Напротив следователя сидел худой молодой человек, которого с первого взгляда можно было принять за юношу, если бы не жилистые, натруженные руки и лицо, изрядно потасканное, серое, морщинистое. По паспорту Тимофееву Алексею Михайловичу двадцать три года, он женат и имеет двухлетнюю дочку.
Тимофеев был заметно обескуражен.
— Что я вам сделал? Или всех хулиганов уже переловили? Теперь на высоком уровне пьяницами занялись?! Я не тунеядец, я служу…
— Служите, — усмехнулся Быков, — грузчиком, стало быть. Нравится?

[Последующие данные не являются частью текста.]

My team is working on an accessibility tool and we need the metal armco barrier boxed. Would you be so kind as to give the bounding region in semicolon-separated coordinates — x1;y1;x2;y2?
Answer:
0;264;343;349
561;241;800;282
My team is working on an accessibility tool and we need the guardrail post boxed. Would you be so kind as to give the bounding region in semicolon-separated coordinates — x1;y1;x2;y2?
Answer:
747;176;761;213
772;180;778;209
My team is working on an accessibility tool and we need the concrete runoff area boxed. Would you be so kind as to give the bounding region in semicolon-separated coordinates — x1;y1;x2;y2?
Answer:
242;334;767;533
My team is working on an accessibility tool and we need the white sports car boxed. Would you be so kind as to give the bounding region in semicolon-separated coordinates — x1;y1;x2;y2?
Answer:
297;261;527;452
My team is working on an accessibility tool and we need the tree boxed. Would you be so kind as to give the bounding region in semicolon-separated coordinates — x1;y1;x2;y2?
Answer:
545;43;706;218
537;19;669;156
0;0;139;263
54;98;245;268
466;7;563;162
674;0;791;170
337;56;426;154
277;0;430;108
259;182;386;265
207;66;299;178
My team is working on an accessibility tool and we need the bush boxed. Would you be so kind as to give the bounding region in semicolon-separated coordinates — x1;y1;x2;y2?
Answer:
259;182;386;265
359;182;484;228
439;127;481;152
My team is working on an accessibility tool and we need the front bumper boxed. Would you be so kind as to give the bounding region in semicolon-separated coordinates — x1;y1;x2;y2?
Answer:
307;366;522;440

— А чего? Даже хорошо, спокойно, в системе коллективной безответственности не задействован. Что, на учет будете ставить? В ЛТП сдавать?
— Из какой вы семьи? — поинтересовался Быков.
— В анкете пишу из «служащих». Зовут Лехой-бичом, деклассированным элементом считают, — безразлично ответил Тимофеев.
— Так… Пьете давно?
— Извините, всю жизнь. Кроме последних лет. После указа о борьбе с алкоголизмом и так далее уже не пью, а только выпиваю. В ЛТП согласен. Чтобы навсегда исчезли желания — при отсутствии возможностей. Дом, где я вырос, хлебосольством славился. Мать любила на стол накрыть, а отец за столом дела решать. Он был директором завода.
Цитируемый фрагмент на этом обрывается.